TV Drownings Look Nothing Like The Real Thing
All last week the local Doppler gang warned us that Memorial Day weekend might be a washout.
Well, they were wrong.
Saturday and Sunday were spectacular. (OK, hot, humid and brilliantly sunny. The way a lot of us like our summer days.)
Monday morning was glorious but rain rolled in around lunchtime.
Fine. Most of us had had too much sun by then anyway.
Lifeguards were no doubt relieved too. According to WAVY TV-10, Virginia Beach lifeguards made 74 rescues this weekend. Way more than normal.
Blame it on a combination of hot temps, warmish water and sandbars that formed after the last few storms, leaving some waders trapped when the tide rolled in.
No one died. Thank God. But the CDC says 10 people a day drown in the U.S. and 20 percent of those are kids younger than 14.

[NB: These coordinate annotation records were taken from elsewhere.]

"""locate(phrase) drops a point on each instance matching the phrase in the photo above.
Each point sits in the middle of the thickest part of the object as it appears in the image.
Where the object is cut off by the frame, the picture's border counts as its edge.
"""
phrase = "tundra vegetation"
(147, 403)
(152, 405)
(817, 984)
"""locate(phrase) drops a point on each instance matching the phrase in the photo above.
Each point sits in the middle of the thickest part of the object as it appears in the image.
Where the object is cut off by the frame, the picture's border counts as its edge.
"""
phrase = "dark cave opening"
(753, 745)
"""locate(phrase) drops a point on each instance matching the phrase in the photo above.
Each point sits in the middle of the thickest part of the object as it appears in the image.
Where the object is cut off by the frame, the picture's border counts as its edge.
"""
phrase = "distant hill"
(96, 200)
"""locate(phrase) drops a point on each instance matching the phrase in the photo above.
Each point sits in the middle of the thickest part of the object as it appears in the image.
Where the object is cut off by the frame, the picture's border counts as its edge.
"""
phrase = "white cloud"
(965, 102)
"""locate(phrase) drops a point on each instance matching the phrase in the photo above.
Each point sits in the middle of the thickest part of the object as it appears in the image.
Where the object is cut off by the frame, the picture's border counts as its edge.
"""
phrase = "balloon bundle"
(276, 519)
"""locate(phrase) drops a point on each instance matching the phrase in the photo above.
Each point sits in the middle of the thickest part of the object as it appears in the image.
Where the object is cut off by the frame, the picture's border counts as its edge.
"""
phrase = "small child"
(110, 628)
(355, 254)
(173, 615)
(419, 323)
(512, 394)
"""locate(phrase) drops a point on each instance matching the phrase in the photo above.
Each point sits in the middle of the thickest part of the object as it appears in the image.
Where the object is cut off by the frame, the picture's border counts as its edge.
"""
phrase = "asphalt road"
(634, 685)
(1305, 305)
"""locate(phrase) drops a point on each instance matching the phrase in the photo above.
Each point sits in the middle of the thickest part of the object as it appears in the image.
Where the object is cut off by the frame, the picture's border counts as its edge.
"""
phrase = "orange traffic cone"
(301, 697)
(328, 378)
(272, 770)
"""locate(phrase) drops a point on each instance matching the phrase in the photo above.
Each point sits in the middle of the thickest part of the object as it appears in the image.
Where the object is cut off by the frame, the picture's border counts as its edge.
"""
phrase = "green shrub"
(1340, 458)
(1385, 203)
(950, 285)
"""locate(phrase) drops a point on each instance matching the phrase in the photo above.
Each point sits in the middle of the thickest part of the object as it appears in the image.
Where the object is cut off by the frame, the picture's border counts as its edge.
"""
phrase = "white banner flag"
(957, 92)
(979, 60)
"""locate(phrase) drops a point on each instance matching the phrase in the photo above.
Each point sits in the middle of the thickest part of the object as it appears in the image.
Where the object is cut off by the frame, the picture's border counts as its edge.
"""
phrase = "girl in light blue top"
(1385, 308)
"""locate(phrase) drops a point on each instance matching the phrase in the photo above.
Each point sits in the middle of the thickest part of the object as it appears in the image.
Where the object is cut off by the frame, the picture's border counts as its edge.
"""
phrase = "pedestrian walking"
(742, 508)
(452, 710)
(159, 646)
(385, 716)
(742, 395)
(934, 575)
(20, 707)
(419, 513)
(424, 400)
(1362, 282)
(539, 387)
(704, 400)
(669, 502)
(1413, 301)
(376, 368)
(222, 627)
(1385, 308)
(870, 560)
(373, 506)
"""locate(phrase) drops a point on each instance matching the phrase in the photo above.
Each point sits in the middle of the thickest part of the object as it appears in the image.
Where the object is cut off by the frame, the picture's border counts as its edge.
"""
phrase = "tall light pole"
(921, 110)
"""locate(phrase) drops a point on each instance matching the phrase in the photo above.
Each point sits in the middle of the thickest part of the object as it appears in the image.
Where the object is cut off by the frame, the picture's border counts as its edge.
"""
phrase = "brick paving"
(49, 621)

It’s the second-most common way to lose a child, after car accidents.
Which reminds me, I’ve been wanting to share this piece on drowning by Mario Vittone that appeared recently in Soundings. This isn’t a public service website and I’m not about to turn it into one. But this is important.
Read it.
Read it if you live near the ocean.
Read it if you live near a lake.
Read it if you have a pool.
Read it if you have a boat.
Read it if you are ever around water.
Shoot, read it if you drink water.
Just read it.
Vittone says many kids drown within 25 yards of an adult. Why aren’t they rescued? Because most of us have watched too many dramatized drownings on TV and have no idea what a real drowning looks like.
Let’s change that.
Lifeguards - good as they are - can’t do it all.